Lessons for Every Business

You probably don't run a fuel pipeline. But the lessons from Colonial apply to any business with an internet connection.

Enable MFA on Everything

If a system allows multi-factor authentication, enable it. Prioritize:

  • Email accounts (often the key to resetting other passwords)
  • VPN and remote access
  • Admin panels and backend systems
  • Cloud services and hosting accounts
  • Domain registrar access
  • Financial systems

Use an authenticator app (Google Authenticator, Authy, Microsoft Authenticator) rather than SMS when possible. SMS can be intercepted; app-based codes are more secure.

Audit and Disable Old Accounts

The Colonial VPN account wasn't actively used. It was a ghost—old credentials that should have been removed but weren't.

Set a regular schedule to review user accounts:

  • Who has access to what systems?
  • Are there accounts for people who no longer work with you?
  • Are there test accounts or temporary credentials that were never removed?
  • When did each account last log in?

Deactivate anything that's not actively needed. You can always reactivate an account; you can't un-breach your network.

Monitor for Credential Leaks

The password that compromised Colonial was available on the dark web. Credential monitoring services can alert you when passwords associated with your domain appear in data dumps.

Even a free service like "Have I Been Pwned" lets you check if email addresses have appeared in known breaches. For business accounts, consider services that provide ongoing monitoring.

Segment Your Networks

Colonial's business systems and operational systems were connected enough that encrypting one threatened the other. Network segmentation—separating critical systems so a breach in one area doesn't automatically compromise others—could have limited the damage.

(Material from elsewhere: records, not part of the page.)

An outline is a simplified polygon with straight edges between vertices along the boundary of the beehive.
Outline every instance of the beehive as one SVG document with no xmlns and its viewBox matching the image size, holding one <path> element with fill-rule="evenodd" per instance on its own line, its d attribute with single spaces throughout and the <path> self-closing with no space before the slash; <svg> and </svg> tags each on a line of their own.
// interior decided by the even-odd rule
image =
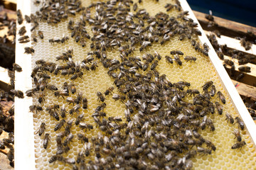
<svg viewBox="0 0 256 170">
<path fill-rule="evenodd" d="M 181 1 L 183 7 L 188 6 L 186 5 L 185 1 Z M 83 6 L 87 6 L 90 5 L 90 1 L 82 2 Z M 156 2 L 155 1 L 143 1 L 142 4 L 139 4 L 139 8 L 145 8 L 151 16 L 154 16 L 159 11 L 165 11 L 164 5 L 166 2 L 165 1 L 159 1 Z M 174 3 L 174 1 L 170 1 L 170 3 Z M 31 4 L 31 10 L 32 13 L 35 13 L 37 10 L 39 9 L 39 6 L 36 6 L 33 3 Z M 184 5 L 185 4 L 185 5 Z M 93 11 L 92 11 L 92 15 L 93 15 Z M 191 12 L 190 11 L 190 12 Z M 178 13 L 172 10 L 171 11 L 167 12 L 171 16 L 177 16 Z M 74 17 L 74 21 L 79 20 L 79 15 L 76 17 Z M 87 46 L 85 47 L 82 47 L 79 44 L 74 42 L 73 38 L 70 38 L 69 41 L 63 45 L 62 44 L 55 44 L 51 45 L 49 43 L 48 40 L 50 38 L 62 38 L 63 34 L 65 35 L 70 36 L 70 31 L 67 30 L 68 21 L 65 22 L 61 22 L 60 23 L 56 26 L 50 26 L 46 23 L 40 23 L 39 28 L 38 30 L 42 30 L 44 34 L 44 39 L 39 39 L 38 42 L 34 43 L 32 42 L 32 47 L 35 50 L 35 53 L 31 56 L 31 67 L 29 68 L 29 70 L 31 70 L 35 67 L 35 62 L 38 60 L 43 59 L 46 62 L 53 62 L 55 60 L 55 57 L 62 54 L 63 52 L 66 51 L 70 47 L 72 47 L 73 49 L 73 60 L 75 62 L 80 62 L 85 57 L 87 56 L 87 53 L 90 52 L 90 41 L 88 40 L 87 42 Z M 92 36 L 92 33 L 90 30 L 90 27 L 87 26 L 87 31 L 89 33 L 90 36 Z M 156 51 L 161 56 L 162 59 L 159 61 L 159 65 L 156 67 L 156 69 L 160 72 L 160 74 L 165 74 L 166 77 L 171 82 L 178 82 L 179 81 L 186 81 L 191 83 L 191 87 L 192 89 L 200 89 L 202 91 L 201 86 L 207 81 L 213 81 L 214 84 L 216 86 L 217 91 L 220 91 L 223 93 L 226 98 L 226 104 L 224 105 L 223 114 L 222 115 L 210 115 L 210 118 L 214 121 L 214 125 L 215 127 L 215 130 L 214 132 L 210 132 L 210 130 L 206 130 L 202 131 L 202 135 L 203 137 L 212 141 L 214 144 L 216 146 L 217 149 L 215 152 L 210 155 L 198 155 L 196 158 L 193 158 L 192 160 L 193 162 L 193 167 L 195 169 L 255 169 L 255 147 L 254 145 L 253 141 L 250 136 L 247 129 L 242 132 L 242 137 L 246 142 L 247 144 L 242 149 L 231 149 L 232 145 L 236 142 L 233 134 L 234 129 L 238 128 L 238 125 L 231 125 L 228 123 L 225 120 L 225 114 L 230 113 L 234 118 L 239 115 L 238 112 L 237 111 L 237 107 L 233 104 L 233 100 L 230 98 L 230 96 L 228 94 L 226 89 L 227 87 L 225 87 L 223 81 L 225 80 L 221 80 L 219 74 L 220 70 L 224 70 L 223 69 L 218 69 L 218 72 L 216 71 L 216 65 L 212 63 L 210 59 L 215 57 L 216 56 L 211 56 L 213 54 L 210 52 L 210 57 L 206 57 L 202 54 L 196 52 L 193 47 L 191 46 L 190 40 L 186 39 L 183 41 L 178 40 L 178 36 L 174 36 L 171 39 L 170 41 L 166 42 L 164 45 L 161 45 L 160 44 L 154 44 L 152 47 L 150 47 L 146 49 L 146 50 L 140 52 L 139 47 L 136 49 L 134 52 L 134 56 L 142 56 L 144 53 L 154 54 Z M 202 40 L 201 38 L 201 40 Z M 205 42 L 207 40 L 205 39 Z M 201 42 L 202 44 L 205 42 Z M 206 42 L 208 45 L 209 42 Z M 18 45 L 18 46 L 20 45 Z M 171 50 L 181 50 L 183 52 L 184 56 L 191 55 L 194 56 L 197 58 L 196 62 L 186 62 L 183 58 L 181 57 L 181 61 L 183 62 L 182 66 L 178 66 L 174 62 L 174 64 L 170 64 L 166 63 L 164 56 L 170 55 Z M 213 49 L 210 49 L 213 50 Z M 107 57 L 110 59 L 117 59 L 119 60 L 119 52 L 117 49 L 113 49 L 112 50 L 107 50 Z M 28 62 L 30 62 L 30 61 Z M 61 64 L 62 62 L 56 62 Z M 218 62 L 217 62 L 218 63 Z M 24 65 L 23 66 L 25 67 Z M 29 79 L 30 73 L 26 75 L 26 78 Z M 226 73 L 223 73 L 226 74 Z M 53 74 L 50 75 L 51 79 L 49 80 L 48 83 L 55 84 L 59 89 L 63 85 L 63 83 L 65 81 L 70 82 L 70 76 L 55 76 Z M 222 77 L 223 76 L 222 75 Z M 228 77 L 228 76 L 226 76 Z M 85 118 L 85 122 L 89 123 L 94 126 L 94 130 L 87 131 L 85 133 L 88 138 L 90 138 L 92 136 L 95 136 L 98 134 L 100 130 L 97 128 L 95 128 L 96 124 L 95 123 L 91 115 L 94 113 L 94 110 L 99 105 L 100 102 L 97 101 L 97 97 L 96 95 L 97 91 L 100 91 L 103 93 L 109 87 L 113 86 L 113 79 L 110 78 L 107 74 L 107 69 L 103 67 L 101 64 L 98 64 L 96 71 L 92 71 L 84 72 L 82 79 L 77 79 L 74 81 L 74 84 L 77 86 L 77 91 L 82 92 L 83 95 L 87 97 L 88 99 L 88 108 L 82 110 L 80 109 L 81 113 L 84 113 L 86 115 Z M 31 82 L 31 80 L 29 81 Z M 16 82 L 17 83 L 17 82 Z M 28 86 L 26 88 L 31 87 L 32 84 L 29 84 Z M 18 85 L 17 86 L 18 89 Z M 231 88 L 232 89 L 232 88 Z M 114 93 L 117 93 L 117 88 L 114 88 Z M 234 92 L 236 93 L 236 92 Z M 51 118 L 49 114 L 45 111 L 46 108 L 53 104 L 59 104 L 60 107 L 63 105 L 65 106 L 67 110 L 70 110 L 73 108 L 72 105 L 68 105 L 68 103 L 63 98 L 56 98 L 54 96 L 54 94 L 50 91 L 45 91 L 45 100 L 46 101 L 42 104 L 43 108 L 43 111 L 39 112 L 38 113 L 28 113 L 30 114 L 30 120 L 32 120 L 33 114 L 33 132 L 36 133 L 38 130 L 41 123 L 46 123 L 46 132 L 49 133 L 51 137 L 51 142 L 49 144 L 47 149 L 43 149 L 43 135 L 39 137 L 38 135 L 34 135 L 33 136 L 33 147 L 31 149 L 34 152 L 35 159 L 33 160 L 33 156 L 30 155 L 32 159 L 28 162 L 33 162 L 32 164 L 35 165 L 36 169 L 72 169 L 72 166 L 68 164 L 64 164 L 61 162 L 58 162 L 58 164 L 49 164 L 49 160 L 50 157 L 55 154 L 57 152 L 56 148 L 56 142 L 55 137 L 56 134 L 59 132 L 55 132 L 53 128 L 56 123 L 58 123 L 55 119 Z M 75 97 L 76 94 L 71 96 Z M 188 100 L 191 100 L 191 98 L 188 98 Z M 219 99 L 218 98 L 213 98 L 213 102 L 217 101 Z M 241 100 L 240 101 L 241 103 Z M 33 98 L 33 103 L 37 104 L 37 98 L 34 97 Z M 114 101 L 112 98 L 112 96 L 110 96 L 106 97 L 106 104 L 107 107 L 105 109 L 105 111 L 107 114 L 107 116 L 120 116 L 122 118 L 124 118 L 124 109 L 125 106 L 124 103 L 119 101 Z M 16 106 L 16 110 L 18 112 L 18 106 Z M 246 114 L 247 113 L 245 113 Z M 18 113 L 16 113 L 16 115 Z M 74 118 L 74 116 L 67 115 L 66 120 L 70 120 Z M 21 121 L 21 120 L 17 119 L 16 118 L 16 122 Z M 246 123 L 246 122 L 245 122 Z M 29 123 L 32 125 L 31 122 Z M 19 125 L 18 123 L 16 123 L 16 130 L 17 130 L 16 125 Z M 248 128 L 248 126 L 246 125 Z M 30 129 L 32 128 L 30 127 Z M 249 128 L 248 128 L 249 129 Z M 82 130 L 78 127 L 73 125 L 71 129 L 71 132 L 75 135 L 77 132 L 80 132 Z M 17 132 L 15 132 L 16 135 Z M 17 138 L 17 137 L 16 137 Z M 31 140 L 30 138 L 29 140 Z M 17 141 L 16 140 L 16 144 Z M 31 143 L 31 142 L 30 141 Z M 68 154 L 64 154 L 63 156 L 68 158 L 75 158 L 78 154 L 81 151 L 83 147 L 83 144 L 80 141 L 78 141 L 76 136 L 73 140 L 73 142 L 70 143 L 70 150 Z M 19 157 L 21 154 L 16 154 L 18 151 L 16 150 L 16 164 L 21 164 L 18 162 Z M 33 152 L 30 153 L 33 153 Z M 18 155 L 18 156 L 17 156 Z M 94 157 L 89 157 L 89 159 L 93 159 Z M 17 162 L 16 162 L 17 160 Z M 18 162 L 18 163 L 17 163 Z M 21 166 L 16 166 L 16 167 L 21 168 Z"/>
</svg>

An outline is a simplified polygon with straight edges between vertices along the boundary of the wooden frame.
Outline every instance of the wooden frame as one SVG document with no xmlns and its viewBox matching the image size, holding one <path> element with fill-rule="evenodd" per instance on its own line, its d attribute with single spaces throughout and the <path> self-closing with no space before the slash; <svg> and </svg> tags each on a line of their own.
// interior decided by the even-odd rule
<svg viewBox="0 0 256 170">
<path fill-rule="evenodd" d="M 186 0 L 180 0 L 181 6 L 183 9 L 189 11 L 189 16 L 198 23 L 192 10 Z M 19 1 L 17 4 L 17 8 L 21 10 L 23 15 L 29 15 L 31 12 L 31 1 Z M 18 27 L 21 26 L 18 25 Z M 202 36 L 199 39 L 203 42 L 206 42 L 210 50 L 209 51 L 209 57 L 213 64 L 226 91 L 229 94 L 233 105 L 240 113 L 242 119 L 244 120 L 246 128 L 254 142 L 256 142 L 256 134 L 255 130 L 256 125 L 254 123 L 250 115 L 241 98 L 232 83 L 228 74 L 225 72 L 221 62 L 215 52 L 206 35 L 201 26 L 198 28 L 202 32 Z M 29 25 L 27 24 L 27 34 L 31 35 Z M 30 77 L 31 72 L 31 55 L 24 54 L 24 47 L 31 46 L 31 42 L 26 44 L 20 44 L 18 42 L 18 37 L 16 38 L 16 62 L 22 66 L 23 72 L 16 73 L 16 89 L 26 91 L 32 88 L 32 81 Z M 29 112 L 29 106 L 32 105 L 32 98 L 25 97 L 24 99 L 15 98 L 15 169 L 35 169 L 35 152 L 34 152 L 34 130 L 33 113 Z M 18 141 L 18 142 L 17 142 Z"/>
</svg>

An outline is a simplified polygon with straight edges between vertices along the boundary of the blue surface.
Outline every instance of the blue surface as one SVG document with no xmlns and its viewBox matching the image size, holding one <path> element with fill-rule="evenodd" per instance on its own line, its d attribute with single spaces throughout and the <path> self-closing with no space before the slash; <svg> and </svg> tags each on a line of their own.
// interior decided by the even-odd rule
<svg viewBox="0 0 256 170">
<path fill-rule="evenodd" d="M 256 27 L 256 0 L 187 0 L 193 10 Z"/>
</svg>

Have a Ransomware Response Plan

Colonial paid the ransom but still needed days to recover. Having encrypted backups, tested restoration procedures, and clear incident response plans can mean the difference between a manageable disruption and a catastrophic shutdown.

The Bigger Picture

The Colonial Pipeline attack was a turning point in how governments and businesses think about cybersecurity. It demonstrated that digital vulnerabilities can have cascading physical consequences—that a password found on the dark web can empty gas stations across multiple states.

In the aftermath, the Biden administration issued an executive order on improving the nation's cybersecurity. The Transportation Security Administration issued new security directives for pipeline operators. Critical infrastructure security moved from a niche concern to a national priority.

But the fundamental lesson is simpler: basic security hygiene matters. Multi-factor authentication, account auditing, password management—these aren't exotic security measures. They're table stakes. And for Colonial Pipeline, missing one of them brought America's fuel supply to a halt.

The Bottom Line

The Colonial Pipeline attack is a stark reminder that cybersecurity failures have real-world consequences. Not theoretical risks, not compliance checkboxes—actual gas stations running dry, actual states declaring emergencies, actual businesses and families affected.

For your business, the message is clear: enable multi-factor authentication, clean up old accounts, monitor for leaked credentials, and assume that any internet-connected system is a potential target.

A single password protected Colonial Pipeline. And when that password was compromised, so was America's fuel supply.